Brusquement, elle saisit le cadeau et lut le label.
"DeNeuve, année 1934. Eh bien, monsieur Weasley," prononça-t-elle doucement, agréablement surprise par l'incroyable valeur de ce qu'il offrait. "Je ne mettrai certainement pas un gentleman portant un tel cadeau à la porte. Et qu'est-ce qui vous amène ?" Avec grâce, Millicent fit un pas sur le côté, l'invitant à entrer.
En un éclair, son ton et ses manières avaient tant changés de ce qu'ils étaient à son arrivée que Percy la reconnue à peine.
"Eh bien, je suis là pour..." commença Percy tout en entrant, quand une tornade se rua sur lui.

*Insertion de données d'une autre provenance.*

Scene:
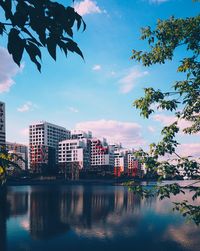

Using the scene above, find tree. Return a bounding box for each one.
[132,13,200,224]
[0,146,22,185]
[0,0,86,71]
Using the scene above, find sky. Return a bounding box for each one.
[0,0,200,155]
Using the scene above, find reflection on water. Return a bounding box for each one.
[0,186,200,251]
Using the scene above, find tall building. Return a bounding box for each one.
[114,144,128,177]
[29,121,70,172]
[90,138,114,171]
[6,142,28,170]
[0,101,6,146]
[59,130,92,179]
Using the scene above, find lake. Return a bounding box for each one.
[0,185,200,251]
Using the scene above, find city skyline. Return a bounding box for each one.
[0,0,200,155]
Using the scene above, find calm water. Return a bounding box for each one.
[0,186,200,251]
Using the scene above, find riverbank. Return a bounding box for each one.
[7,179,138,186]
[7,178,200,189]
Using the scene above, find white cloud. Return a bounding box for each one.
[152,113,195,133]
[148,126,156,132]
[17,101,37,112]
[68,106,79,113]
[0,47,24,93]
[149,0,169,4]
[75,119,145,148]
[92,64,101,71]
[74,0,102,16]
[177,143,200,158]
[119,67,148,93]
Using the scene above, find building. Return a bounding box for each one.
[90,138,114,172]
[29,121,70,172]
[59,138,90,179]
[126,151,142,177]
[0,101,6,146]
[6,142,28,170]
[114,144,128,177]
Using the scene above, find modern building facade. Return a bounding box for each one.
[59,138,90,170]
[90,138,114,171]
[29,121,70,171]
[0,101,6,147]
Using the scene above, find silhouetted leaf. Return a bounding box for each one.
[25,42,41,71]
[8,28,25,66]
[0,22,5,35]
[67,40,84,59]
[47,37,56,61]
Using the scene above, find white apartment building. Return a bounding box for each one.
[6,142,28,170]
[29,121,70,169]
[90,138,114,168]
[0,101,6,146]
[58,138,90,169]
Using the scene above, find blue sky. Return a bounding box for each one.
[0,0,200,155]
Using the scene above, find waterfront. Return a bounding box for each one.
[0,185,200,251]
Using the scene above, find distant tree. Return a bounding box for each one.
[132,12,200,224]
[0,0,86,71]
[0,146,22,185]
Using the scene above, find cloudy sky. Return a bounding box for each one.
[0,0,200,154]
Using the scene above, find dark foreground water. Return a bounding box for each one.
[0,186,200,251]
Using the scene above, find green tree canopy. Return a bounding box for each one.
[0,0,86,71]
[132,15,200,224]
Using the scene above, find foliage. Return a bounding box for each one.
[132,12,200,224]
[0,0,86,71]
[0,147,24,186]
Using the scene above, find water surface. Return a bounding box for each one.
[0,186,200,251]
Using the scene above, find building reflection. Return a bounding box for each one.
[0,191,7,251]
[7,192,29,217]
[30,191,69,239]
[29,187,141,239]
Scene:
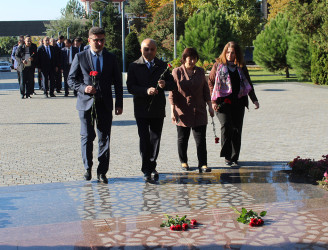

"Percy ! Chéri !" cria Pansy.
Très vite, des bras minces encerclèrent son cou avant que des lèvres, douces et pleines, ne s'emparent de sa bouche en un baiser brûlant. Ses mains se posèrent instinctivement sur sa taille.
Percy se retrouva totalement pris dans un baiser assez langoureux. Il savait que s'il ne se reculait pas bientôt, le brouillard menaçant son cerveau le recouvrerait tout à fait. C'est alors que Pansy fit l'impensable. Elle ouvrit la bouche et approfondit le baiser, et par cela, Percy fut perdu.
De son côté, Millicent les fixait, stupéfaite. Devant elle, sa meilleure amie roulait un patin avec enthousiasme à un Weasley plutôt captivé. Les deux ne semblaient pas seulement heureux d'être dans les bras l'un de l'autre, mais aussi voluptueusement ignorant du spectacle auquel ils se livraient. La vision était au-delà du réel.